Some people in security circles, including those at Microsoft, responded by noting that Ormandy worked for Google, and criticized him for releasing the details before Microsoft had a chance to fix the vulnerability, as the tenets of responsible disclosure hold.
On Tuesday, this Google blog post, which was co-written by Ormandy, criticized the term.
“The important implication of referring to this process as 'responsible' is that researchers who do not comply are seen as behaving improperly,” the post stated. “However, the inverse situation is often true: it can be irresponsible to permit a flaw to remain live for such an extended period of time.”
In Ormandy's post on the Full-disclosure forum — which he said represented his private opinion — he went further.
“This is another example of the problems with bug secrecy (or in PR speak, 'responsible disclosure'),” he wrote. “Those of us who work hard to keep networks safe are forced to work in isolation without the open collaboration with our peers that we need, especially in complex cases like this, where creative thinking and input from experts in multiple disciplines is required to join the dots.”

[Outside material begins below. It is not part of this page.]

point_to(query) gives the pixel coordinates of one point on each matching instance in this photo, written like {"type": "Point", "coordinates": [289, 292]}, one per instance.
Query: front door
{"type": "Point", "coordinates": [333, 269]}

Moussouris said the move to retire the term started long before the most recent firestorm ignited and noted that an International Standards Organization committee in April unanimously voted to drop the word “responsible” from its discussion on vulnerability reporting. Indeed, Steve Christey, who helped release the 'Responsible Disclosure' draft for the Internet Engineering Task Force in 2002, said the term has outlived its usefulness.
“I fully support an active push for more objective terminology within the industry,” he told El Reg. “This may help keep the long-running debate more focused on results instead of name-calling.”
In essence, coordinated vulnerability disclosure would work much like responsible disclosure: Researchers would be encouraged to report security bugs to the responsible software maker or other trusted organization and agree to keep all details private until a mutually agreed-upon time. But in the event the two sides don't see eye to eye, they would continue talking. In the event the finder decides to make the vulnerability public, he would communicate those plans to the software maker ahead of time.
“Even if you don't share disclosure philosophies with us — for example, if you're a proponent of full disclosure — we still want to talk to you,” Moussouris said. “Even if you believe in full disclosure, it is definitely worth it to come to us and let us know. Anything that helps us get a head start against attackers is what we want.”